As a student at Detroit's Cody High School, she was a member of the National Honor Society, and the president of her class.

So getting placed into remedial math and English classes was not what she expected when she arrived on campus.

But being forced to drop the remedial math class was even worse.

"I used to get 4.0's in school," says Harris. And now I come up here and I'm failing a class. It was, like, devastating to me. I was crying all yesterday."

And Harris is hardly alone. This year, 17 percent of the freshman class at MSU placed into remedial math classes. And a 2000 study by the free-market think tank the Mackinac Center for Public Policy found that colleges and universities in Michigan spend more than 45 million dollars a year to offer remedial courses.

"It really ends up being, in many cases, a cash cow for colleges and universities," says Jim Sandy, who heads the group Michigan Business Leaders for Education Excellence.

"Because students pay for that, their parents pay for that. They don't receive college credit for that," Sandy says. "I would propose that no student be allowed to enter a college or university if they have to take remedial math or English language arts."

But Edward St. John, a professor of education at the University of Michigan calls that criticism short-sighted.

"The small cost of remedial education for people who move into being contributing taxpayers - man, what a wonderful bargain for the state," he says.

St.
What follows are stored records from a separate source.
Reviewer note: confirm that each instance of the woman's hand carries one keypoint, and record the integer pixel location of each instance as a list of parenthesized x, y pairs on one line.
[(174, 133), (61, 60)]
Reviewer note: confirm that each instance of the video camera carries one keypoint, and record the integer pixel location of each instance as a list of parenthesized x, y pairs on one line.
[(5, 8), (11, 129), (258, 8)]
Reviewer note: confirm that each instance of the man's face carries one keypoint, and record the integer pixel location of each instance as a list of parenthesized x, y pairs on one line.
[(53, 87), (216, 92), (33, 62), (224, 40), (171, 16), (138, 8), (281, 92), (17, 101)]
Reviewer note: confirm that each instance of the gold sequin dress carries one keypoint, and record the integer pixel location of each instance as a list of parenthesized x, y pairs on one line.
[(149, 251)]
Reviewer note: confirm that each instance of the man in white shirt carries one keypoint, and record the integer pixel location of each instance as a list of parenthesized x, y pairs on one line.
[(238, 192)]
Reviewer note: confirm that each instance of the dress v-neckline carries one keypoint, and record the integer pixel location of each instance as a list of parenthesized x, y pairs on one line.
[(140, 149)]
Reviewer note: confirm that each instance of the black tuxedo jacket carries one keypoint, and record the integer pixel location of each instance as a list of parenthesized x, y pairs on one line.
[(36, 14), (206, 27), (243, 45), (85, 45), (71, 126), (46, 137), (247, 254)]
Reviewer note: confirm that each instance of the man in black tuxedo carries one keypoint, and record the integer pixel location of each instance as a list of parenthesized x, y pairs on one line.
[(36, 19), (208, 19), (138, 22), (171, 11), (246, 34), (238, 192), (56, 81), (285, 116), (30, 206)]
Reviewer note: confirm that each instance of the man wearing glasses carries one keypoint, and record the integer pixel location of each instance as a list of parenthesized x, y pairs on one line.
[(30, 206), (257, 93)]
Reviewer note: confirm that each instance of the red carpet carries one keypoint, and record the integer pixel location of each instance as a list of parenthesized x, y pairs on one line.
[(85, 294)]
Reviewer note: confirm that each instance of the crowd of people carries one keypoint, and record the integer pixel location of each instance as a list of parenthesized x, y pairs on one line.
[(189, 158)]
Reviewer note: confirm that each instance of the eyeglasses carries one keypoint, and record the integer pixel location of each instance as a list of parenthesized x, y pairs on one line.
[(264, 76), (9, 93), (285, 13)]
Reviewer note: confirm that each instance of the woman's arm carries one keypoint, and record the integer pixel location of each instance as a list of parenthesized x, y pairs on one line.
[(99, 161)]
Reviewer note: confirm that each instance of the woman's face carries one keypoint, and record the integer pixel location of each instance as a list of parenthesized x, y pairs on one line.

John says the belief that all Michigan high school graduates should be ready for college-level classes ignores the hard reality that they're not.

"It turns out that - you know, we don't have a high school system that is consistent with that assumption that if you graduate, you're ready."

St. John says the state's new graduation requirements should help better prepare students for college. But for a lot of kids, being ready for college is about more than just academics. There are financial barriers, and social and cultural obstacles.

Upward Bound is one of the programs that helps students over those hurdles. It was established by Congress in the 1960s to help students from low-income families enter college and graduate.

At Ypsilanti High School on a recent afternoon, about two dozen students gathered in a classroom after school for "college club."

It's one of the projects of Eastern Michigan University's Upward Bound program. On this afternoon, students are learning about different note-taking strategies from graduate students.

This is Antoni McClarty's first college club meeting. He's in the ninth grade at Ypsilanti High School, and he says he's hoping to get a feel for what college is like.

"Things like note-taking," says McClarty. "And hopefully...what's that called...the dorms. Hopefully I'll get used to the dorms."

Mildred McClarty is Antoni's mom. She says she wanted to get her son into Upward Bound after her niece entered the program.

"And we see the difference it's made in her," says McClarty. "Her learning skills, her drive, her motivation. And that's what I want for my son. I want him to know that he'll be a success in college, and that he won't come out between two and four years and have nothing."

Upward Bound programs served about 1,600 students in Michigan last year. But that's just a fraction of the low-income high school students who could benefit from the services the programs offer - such as tutoring, and help with college applications.

Monique Harris, the MSU freshman, says she partly blames herself for not taking school seriously enough in high school. She plans to re-enroll in the math class she was failing until she passes it. And Harris says when she finishes her degree, she'd like to visit her old Detroit high school.

"[To tell] them, like, how serious it is when you get up here. And how when you get in college, everything's going to be like slow motion for you and it's going to seem like everybody else is ten steps ahead of you and you're going to be like, whoa."

Harris says she's happy to know that students in Michigan will soon have to meet more rigorous requirements to graduate - although she says she wishes she had been required or even just pushed to meet similar standards.

This year's high school freshman class will be the first to graduate under the new standards - which require four years of math and English, and three years of science and social studies.

It will be at least four years before it's clear whether those students are better prepared for life after high school.